BELGISCHE SENAAT
________
Zitting 2010-2011
________
9 februari 2011
________
SENAAT Schriftelijke vraag nr. 5-1286

de Bart Tommelein (Open Vld)

aan de minister van KMO's, Zelfstandigen, Landbouw en Wetenschapsbeleid
________
Hormonenmaffia - Veeteelt - Pro-hormonen - Nieuwe screeningmethoden
________
veeteelt
hormoon
georganiseerde misdaad
veterinaire inspectie
Federaal Agentschap voor de Veiligheid van de Voedselketen
________
9/2/2011Verzending vraag
23/3/2011Antwoord
________
Ook gesteld aan : schriftelijke vraag 5-1284
Ook gesteld aan : schriftelijke vraag 5-1285
Ook gesteld aan : schriftelijke vraag 5-1287
________
SENAAT Schriftelijke vraag nr. 5-1286 d.d. 9 februari 2011 : (Vraag gesteld in het Nederlands)

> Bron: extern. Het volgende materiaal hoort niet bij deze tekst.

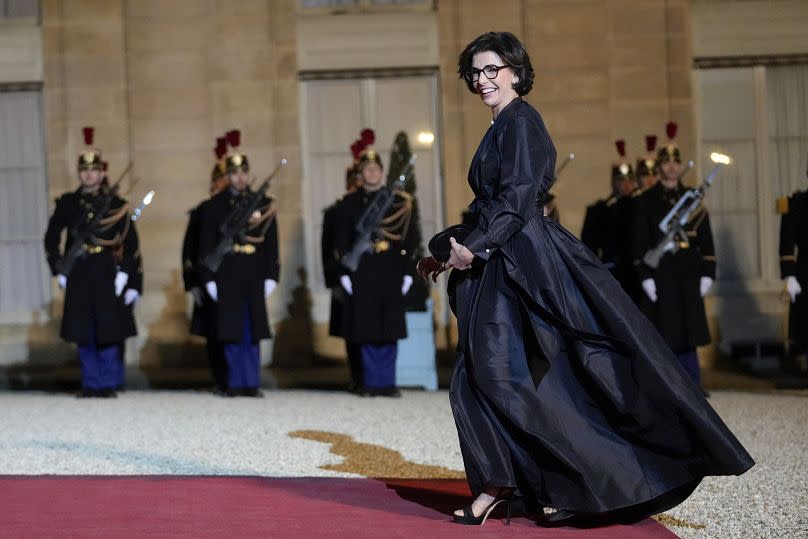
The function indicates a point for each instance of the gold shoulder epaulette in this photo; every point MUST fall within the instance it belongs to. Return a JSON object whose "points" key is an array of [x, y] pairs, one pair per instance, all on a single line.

Recent heb ik informatie ontvangen over een nieuwe strategie van de hormonenmaffia en de malafide vetmesters in de veeteelt. Pro-hormonen zijn de voorlopers van hormonen; het zijn stoffen die door enzymen in het lichaam in groeibevorderende hormonen worden omgezet. Bodybuilders gebruiken pro-hormonen, maar ze komen ook voor bij vleeskoeien- en kalverhouders.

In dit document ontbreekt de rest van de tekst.